Every human is pre-programmed with certain things from birth. Our heart starts beating, we know how to blink our eyes, and we yawn when someone else yawns.

Right up there is our conditioned response to the standard question you often receive when you walk into a shop. “Are you right?” will elicit a response of “Yep.” If a bloodied victim of a car crash stumbled into an emergency department with one arm dangling by his side and the doctor on duty asked, “Are you right?” they would receive the same answer.

You never want to start a conversation with a client with a closed question. Any question that only requires a yes or no answer will not build that instant rapport you need to build relationships. When a client walks in, you need to ask an open question that requires an answer of more substance. Typically, a question along the lines of “What can I help you with today?” or better still “How are you today, sir?” followed up by another open question. Immediately, you are having a conversation with the client.
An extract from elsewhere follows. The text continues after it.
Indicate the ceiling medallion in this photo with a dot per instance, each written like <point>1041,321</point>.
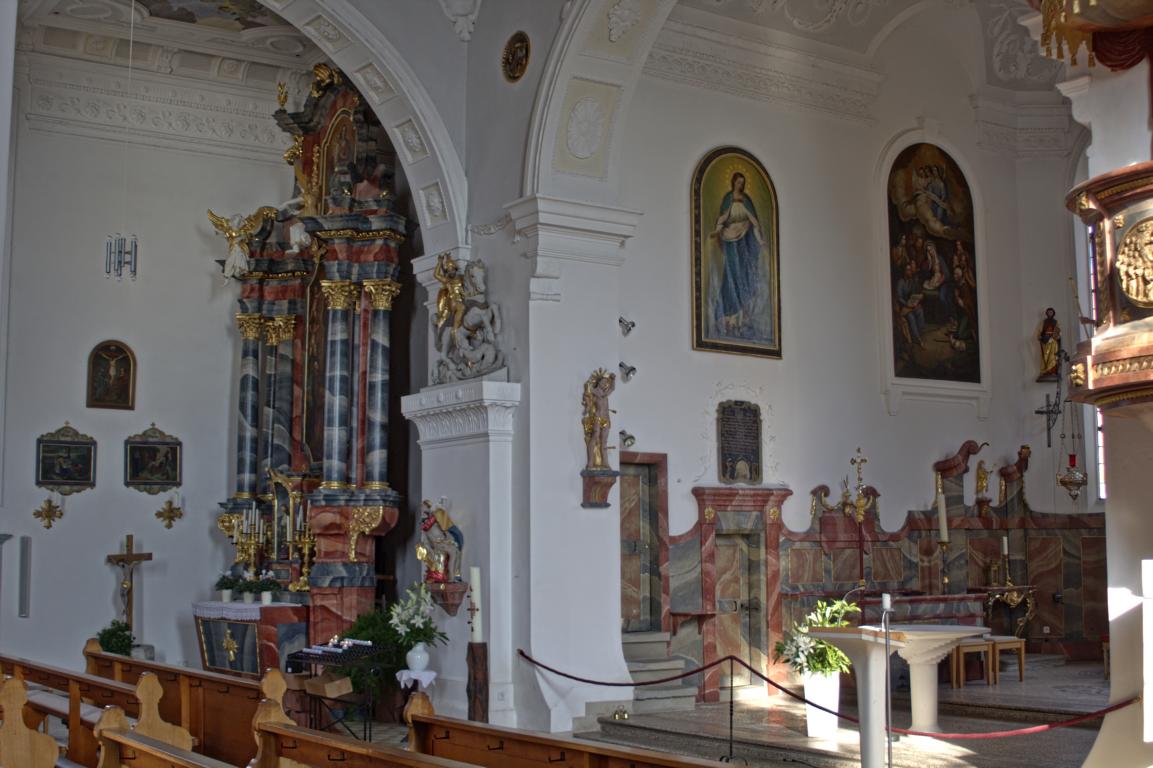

Ultimately, people buy from people, not from systems, brochures, or ads. Let the sales staff be themselves and phrase the greeting in a way they feel comfortable, as long as it can’t elicit a yes or no. As you go through the sales process, more open questions will draw out the information that you require to make a successful sale—most importantly providing the client with a solution to his or her point of pain—not your guess of the problem.

Once you have established the point of pain and you have listened carefully to the client, it is then time to move to closed questions. Now you want to hear a definite yes or no from the client to ensure there is no ambiguity and that you have understood the requirements. “It sounds to me like you require a purple widget with frosting on top that will return when you throw it. Is that correct?” You don’t want to be unsure of what he or she wants. And of course, lastly, you want to close the sale. “Would you like to take that with you now, sir?”